When questions about Dr. Potti's credentials became public, the American Cancer Society (ACS) suspended payment of a $729,000 grant that it had awarded to him to study lung cancer genetics. The grant was given to him on the basis of his resume, which included mention of the Rhodes scholarship, Otis W. Brawley, MD, the chief medical officer of ACS, told the New York Times.
In addition to his suspension, patient enrolment was halted in 3 ongoing trials funded by the National Cancer Institute after a number of biostatisticians and cancer researchers at academic institutions, including Harvard, Princeton, and Johns Hopkins, began questioning the methodology behind the 3 clinical trials in question (2 in lung cancer and 1 in breast cancer).

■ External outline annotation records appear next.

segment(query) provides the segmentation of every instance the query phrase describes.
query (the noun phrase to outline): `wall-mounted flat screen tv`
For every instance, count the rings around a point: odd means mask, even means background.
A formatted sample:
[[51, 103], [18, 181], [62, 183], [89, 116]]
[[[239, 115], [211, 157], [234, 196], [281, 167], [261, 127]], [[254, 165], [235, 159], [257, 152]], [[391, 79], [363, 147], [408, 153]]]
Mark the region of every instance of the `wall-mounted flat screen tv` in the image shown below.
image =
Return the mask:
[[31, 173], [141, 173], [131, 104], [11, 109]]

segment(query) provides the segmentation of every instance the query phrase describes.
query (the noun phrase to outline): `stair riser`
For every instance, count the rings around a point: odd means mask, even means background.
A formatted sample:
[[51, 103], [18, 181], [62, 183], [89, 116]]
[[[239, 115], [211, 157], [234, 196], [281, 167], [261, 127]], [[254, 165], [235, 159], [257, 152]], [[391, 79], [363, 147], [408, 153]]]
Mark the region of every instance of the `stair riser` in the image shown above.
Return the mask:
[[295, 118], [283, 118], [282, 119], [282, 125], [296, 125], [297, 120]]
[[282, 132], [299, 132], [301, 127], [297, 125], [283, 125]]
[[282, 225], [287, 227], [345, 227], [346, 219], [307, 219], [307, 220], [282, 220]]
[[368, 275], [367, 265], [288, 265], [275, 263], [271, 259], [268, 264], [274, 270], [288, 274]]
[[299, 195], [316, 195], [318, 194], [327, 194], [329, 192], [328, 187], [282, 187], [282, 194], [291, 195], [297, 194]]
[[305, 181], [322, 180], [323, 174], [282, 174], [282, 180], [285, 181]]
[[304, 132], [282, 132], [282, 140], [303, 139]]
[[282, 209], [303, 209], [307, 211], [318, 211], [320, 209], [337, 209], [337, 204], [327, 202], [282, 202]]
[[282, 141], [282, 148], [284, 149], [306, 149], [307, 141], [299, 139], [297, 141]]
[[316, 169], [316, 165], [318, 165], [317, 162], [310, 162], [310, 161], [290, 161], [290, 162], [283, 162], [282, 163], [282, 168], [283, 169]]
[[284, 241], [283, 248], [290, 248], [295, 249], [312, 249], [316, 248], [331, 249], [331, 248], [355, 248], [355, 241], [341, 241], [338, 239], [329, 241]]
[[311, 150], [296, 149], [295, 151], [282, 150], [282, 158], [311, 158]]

In a letter sent to the director of the National Cancer Institute, a group of 31 scientists called for the suspension of ongoing trials because of concerns about the prediction models that were being used. The models were developed on the basis of research reported by Dr. Potti and Joseph Nevins, PhD, also from Duke University, but the validity of those models was called into question after peer-reviewed reanalyses of their work.
About the same time, the Lancet Oncology issued an expression of concern over a paper published in the journal in 2007, which described the validation of gene signatures to predict the response of breast cancer to neoadjuvant chemotherapy (Lancet Oncol. 2007;8:1071-1078). This was issued after the journal was contacted by senior author Richard Iggo, PhD, from the Swiss Institute for Experimental Cancer Research in Epalinges, Switzerland, and first author Hervé Bonnefoi, MD, from the Institut Bergonié, University of Bordeaux, France, who "expressed grave concerns about the validity of their report in light of evolving events."
They said that they had repeatedly tried to contact their coauthors at Duke University (including Dr. Potti) who had been responsible for the statistical analyses in the report, but were ignored.
The Lancet Oncology recently issued a retraction of that study (2011;12:116).
In January 2011, Nature Medicine published a retraction of a 2006 article that had been corrected on 4 separate occasions (Nat Med. 2006;12:1294-1300). First author Dr. Potti and his coauthors wrote that they had "been unable to reproduce certain crucial experiments showing validation of signatures for predicting response to chemotherapies, including docetaxel and topotecan." Even though they believed that their underlying approach to developing predictive signatures is valid, "a corruption of several validation datasets precludes conclusions regarding these signatures" (Nat Med. 2011;17:135).
Last November, the Journal of Clinical Oncology retracted a 2007 paper that was coauthored by Dr. Potti (J Clin Oncol. 2007;25:4350-4357). The retraction was reportedly initiated by Dr. Nevins, and stated that the authors "have been unable to reproduce the experiments demonstrating a capacity of a cisplatin response signature to validate in either a collection of ovarian cancer cell lines or ovarian tumor samples" (J Clin Oncol. 2010;28:5229).